Semenjak SD, begitu gw dipertemukan dengan puisi, gw langsung suka. Tanpa memedulikan bahasanya yang penuh kiasan atau perumpamaan. Tanpa tau makna dari setiap katanya. Suka ya, suka. Tanpa alasan. Kalau alasan untuk suka udah lenyap, berarti nggak ada alasan lagi untuk suka dong?! Sama halnya kalau kita ditanya tentang ‘cinta.’ Misalnya, “kenapa sih, kamu cinta sama dia?” “abis doi ganteng banget!” (*kecuali untuk alasan yang memang sudah menjadi watak asli sesuatu/seseorang).

Kembali lagi ke puisi. Di SMP pun, gw berhasil dibuat terpesona oleh seseorang yang membawakan sebuah puisi dengan apik, ekspresif, dan ‘dalam.’ Katakanlah ‘kami saingan’ berat. Hahaha. Well, meski begitu, gw tetap pada jalan gw, dan dia tetap pada jalannya. Dalam hal ini, maksudnya ‘aliran, gaya, dll.’ Ini dari tadi banyak tanda kutip satu ya? Nggak papa lah. Nggak dosa ini. Nah, hmm, sejak saat itu, selalu ada perang dingin di setiap lomba baca puisi. Aaah, kangen bersaing seperti itu lagi.

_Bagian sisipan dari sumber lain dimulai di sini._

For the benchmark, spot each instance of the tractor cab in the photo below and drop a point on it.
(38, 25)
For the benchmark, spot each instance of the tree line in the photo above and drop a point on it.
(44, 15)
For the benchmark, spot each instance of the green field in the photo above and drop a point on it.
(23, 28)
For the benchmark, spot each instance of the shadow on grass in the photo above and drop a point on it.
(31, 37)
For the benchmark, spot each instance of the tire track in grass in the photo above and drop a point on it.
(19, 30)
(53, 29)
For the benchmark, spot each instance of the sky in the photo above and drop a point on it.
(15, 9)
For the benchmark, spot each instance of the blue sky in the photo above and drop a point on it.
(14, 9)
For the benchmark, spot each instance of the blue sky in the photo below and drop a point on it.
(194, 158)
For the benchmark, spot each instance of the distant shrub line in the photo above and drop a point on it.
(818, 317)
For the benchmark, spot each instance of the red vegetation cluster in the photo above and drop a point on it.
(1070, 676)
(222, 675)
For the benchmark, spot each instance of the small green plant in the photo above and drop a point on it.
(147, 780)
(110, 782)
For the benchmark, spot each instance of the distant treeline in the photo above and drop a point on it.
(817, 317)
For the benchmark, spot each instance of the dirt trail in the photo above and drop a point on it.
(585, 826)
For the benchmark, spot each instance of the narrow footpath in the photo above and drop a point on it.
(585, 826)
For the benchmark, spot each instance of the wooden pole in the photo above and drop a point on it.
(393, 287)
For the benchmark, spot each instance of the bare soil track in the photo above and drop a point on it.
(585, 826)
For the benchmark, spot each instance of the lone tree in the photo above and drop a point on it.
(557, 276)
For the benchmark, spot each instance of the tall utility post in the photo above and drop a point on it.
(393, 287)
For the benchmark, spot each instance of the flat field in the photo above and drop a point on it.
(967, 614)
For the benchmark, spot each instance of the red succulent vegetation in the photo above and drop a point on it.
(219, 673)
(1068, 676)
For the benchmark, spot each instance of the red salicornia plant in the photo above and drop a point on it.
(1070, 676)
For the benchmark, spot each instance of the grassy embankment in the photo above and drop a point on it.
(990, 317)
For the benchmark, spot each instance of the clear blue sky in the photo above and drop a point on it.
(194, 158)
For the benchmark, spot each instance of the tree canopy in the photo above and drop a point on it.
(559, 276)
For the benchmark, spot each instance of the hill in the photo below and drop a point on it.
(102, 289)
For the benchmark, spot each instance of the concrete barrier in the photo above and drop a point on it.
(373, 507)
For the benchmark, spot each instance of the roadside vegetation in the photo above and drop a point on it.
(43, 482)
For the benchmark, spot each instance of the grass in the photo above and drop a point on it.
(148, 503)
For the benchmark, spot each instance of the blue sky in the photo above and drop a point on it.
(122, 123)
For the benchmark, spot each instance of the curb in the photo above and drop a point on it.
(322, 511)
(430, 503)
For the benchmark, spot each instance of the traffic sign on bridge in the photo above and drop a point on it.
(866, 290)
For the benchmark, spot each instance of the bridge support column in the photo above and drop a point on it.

FYI, baca puisi di sini dalam artian bukan seperti baca puisi yang asal baca, intonasi ngotot, suara keras-keras, atau yang bacanya hanya ada nada rendah dan nada tinggi secara bergantian. Namun, baca puisi di sini adalah baca puisi ‘yang biasanya menang di kompetisi’ (red.). Ya, itulah. Nanti deh ya, kapan-kapan kalau ada acara baca puisi atau lomba, insya Allah gw ikut. Hihihi. Hmm, atau barangkali puisi Anda mau saya bacakan? Hahaha, boleh-boleh, sok lah :D

Setelah lulus SMP, lanjut ke SMA. Di sana gw juga dipertemukan dengan sosok yang lebih matang menekuni dunia baca puisi. Mungkin sudah jalannya (~dalam hati~). Seperti jodoh: ketemu terus. Lalalala, dudududu~ lanjut! Di situlah gw bangkit lagi. Senang rasanya bisa bercengkerama dengan puisi. Ibaratnya, ‘kembali ke alamnya.’ Bahasa gaulnya, GUE BANGET, gitu. Kemudian, sempet juga tampil di beberapa acara. Kritik, saran, pujian, semuanya gw lahap demi keberlangsungan gw selanjutnya. Dari guru teater, kakak kelas, master of poetry reader, juga teman, tentunya.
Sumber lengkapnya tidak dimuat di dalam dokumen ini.